Spiced meat balls

Serves 6

Ingredients

500g beef mince
1 onion – finely chopped
3 cloves garlic – finely chopped
2 tsp ground cumin
4 tsp garam masala
2 tsp paprika
3 tsp dried oregano
½ tsp chilli flakes (possibly leave this out if cooking for children)
1 egg
50g breadcrumbs
olive oil
salt
400g passata
1 tbsp fresh rosemary – chopped
½ tsp black pepper

Method

Put the mince, onion, 2 cloves of garlic, cumin, garam masala, paprika, oregano, chilli flakes, bread crumbs, egg and a pinch of salt in a bowl and mix them thoroughly. Now form them into balls the size of golf balls. Heat a pan with some olive oil and brown the meat balls in it for 5 minutes.

Put them in an oven dish with the passata, a clove of garlic, rosemary and black pepper and cook in an oven at 170 C for 20 Serve with rice, pasta or potatoes.

Commentary

This is a dish for cold, damp British weather. Particularly the sort of thing that we find in
the depths of winter. Such weather presents a paradox; it is cold so we need to eat rich
food, but it also damp which obstructs circulation in the body, just like rich food! The answer to this paradox relies on plenty of aromatic and spicy flavours. These stimulate movement and circulation in the gut so that rich and fatty food, such as beef, passes along it easily and the body feels warmed and expansive in the face of constricting and obstructive cold and damp.

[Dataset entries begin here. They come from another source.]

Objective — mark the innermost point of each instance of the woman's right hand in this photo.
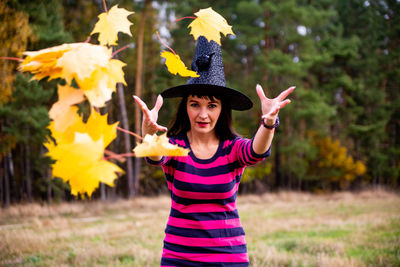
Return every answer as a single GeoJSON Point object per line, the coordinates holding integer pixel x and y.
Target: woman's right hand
{"type": "Point", "coordinates": [149, 123]}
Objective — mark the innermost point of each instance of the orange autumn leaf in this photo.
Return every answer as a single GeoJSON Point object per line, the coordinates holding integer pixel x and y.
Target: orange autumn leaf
{"type": "Point", "coordinates": [110, 23]}
{"type": "Point", "coordinates": [91, 66]}
{"type": "Point", "coordinates": [154, 145]}
{"type": "Point", "coordinates": [62, 111]}
{"type": "Point", "coordinates": [96, 127]}
{"type": "Point", "coordinates": [43, 63]}
{"type": "Point", "coordinates": [176, 66]}
{"type": "Point", "coordinates": [209, 24]}
{"type": "Point", "coordinates": [81, 164]}
{"type": "Point", "coordinates": [80, 62]}
{"type": "Point", "coordinates": [98, 88]}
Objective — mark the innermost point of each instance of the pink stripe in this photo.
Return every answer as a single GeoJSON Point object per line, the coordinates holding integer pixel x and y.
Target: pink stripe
{"type": "Point", "coordinates": [210, 207]}
{"type": "Point", "coordinates": [223, 160]}
{"type": "Point", "coordinates": [206, 225]}
{"type": "Point", "coordinates": [239, 257]}
{"type": "Point", "coordinates": [205, 242]}
{"type": "Point", "coordinates": [202, 195]}
{"type": "Point", "coordinates": [217, 179]}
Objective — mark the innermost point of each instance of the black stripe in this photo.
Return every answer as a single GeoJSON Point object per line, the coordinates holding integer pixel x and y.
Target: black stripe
{"type": "Point", "coordinates": [190, 201]}
{"type": "Point", "coordinates": [201, 233]}
{"type": "Point", "coordinates": [187, 168]}
{"type": "Point", "coordinates": [208, 250]}
{"type": "Point", "coordinates": [206, 188]}
{"type": "Point", "coordinates": [206, 216]}
{"type": "Point", "coordinates": [186, 263]}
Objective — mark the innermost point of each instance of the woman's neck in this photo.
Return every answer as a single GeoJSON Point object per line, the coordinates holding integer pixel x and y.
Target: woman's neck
{"type": "Point", "coordinates": [202, 139]}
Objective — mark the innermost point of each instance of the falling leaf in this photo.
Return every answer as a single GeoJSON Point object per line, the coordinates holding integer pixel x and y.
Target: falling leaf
{"type": "Point", "coordinates": [209, 24]}
{"type": "Point", "coordinates": [176, 66]}
{"type": "Point", "coordinates": [81, 61]}
{"type": "Point", "coordinates": [110, 23]}
{"type": "Point", "coordinates": [154, 145]}
{"type": "Point", "coordinates": [76, 60]}
{"type": "Point", "coordinates": [43, 63]}
{"type": "Point", "coordinates": [81, 164]}
{"type": "Point", "coordinates": [99, 87]}
{"type": "Point", "coordinates": [96, 127]}
{"type": "Point", "coordinates": [91, 66]}
{"type": "Point", "coordinates": [62, 111]}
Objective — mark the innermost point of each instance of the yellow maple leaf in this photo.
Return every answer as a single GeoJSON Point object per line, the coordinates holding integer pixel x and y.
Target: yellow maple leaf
{"type": "Point", "coordinates": [43, 63]}
{"type": "Point", "coordinates": [154, 145]}
{"type": "Point", "coordinates": [81, 164]}
{"type": "Point", "coordinates": [176, 66]}
{"type": "Point", "coordinates": [62, 111]}
{"type": "Point", "coordinates": [81, 61]}
{"type": "Point", "coordinates": [98, 88]}
{"type": "Point", "coordinates": [209, 24]}
{"type": "Point", "coordinates": [96, 127]}
{"type": "Point", "coordinates": [110, 23]}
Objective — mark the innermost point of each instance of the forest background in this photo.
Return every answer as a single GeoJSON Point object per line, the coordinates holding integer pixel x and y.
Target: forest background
{"type": "Point", "coordinates": [341, 131]}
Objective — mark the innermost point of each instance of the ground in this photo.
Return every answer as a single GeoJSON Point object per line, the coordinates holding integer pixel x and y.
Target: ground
{"type": "Point", "coordinates": [282, 229]}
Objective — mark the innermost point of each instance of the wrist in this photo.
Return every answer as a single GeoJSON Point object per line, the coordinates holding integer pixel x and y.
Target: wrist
{"type": "Point", "coordinates": [270, 125]}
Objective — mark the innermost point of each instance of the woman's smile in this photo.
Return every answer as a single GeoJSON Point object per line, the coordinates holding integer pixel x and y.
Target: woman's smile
{"type": "Point", "coordinates": [203, 113]}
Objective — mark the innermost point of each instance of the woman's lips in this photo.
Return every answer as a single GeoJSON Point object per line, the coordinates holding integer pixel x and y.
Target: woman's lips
{"type": "Point", "coordinates": [202, 124]}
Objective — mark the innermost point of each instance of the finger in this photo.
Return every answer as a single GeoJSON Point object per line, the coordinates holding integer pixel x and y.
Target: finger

In this recipe there are many aromatic (onion, garlic, oregano, rosemary) and spicy (garam masala, cumin, paprika, chilli flakes, black pepper) ingredients which provides great breadth of flavour and action. There is also some sourness (tomato) and bitterness (rosemary, garam masala) which helps to protect the gut from irritation by these strong spicy flavours.

A nicely balanced recipe.

Variations

The principles that underlie this recipe can be applied to most meat mince such as turkey, pork, venison and mutton. The main property of beef that makes it particularly suitable in this case is that despite being very flavoursome it does not have an extreme effect on the body, matching it to most people’s constitutions.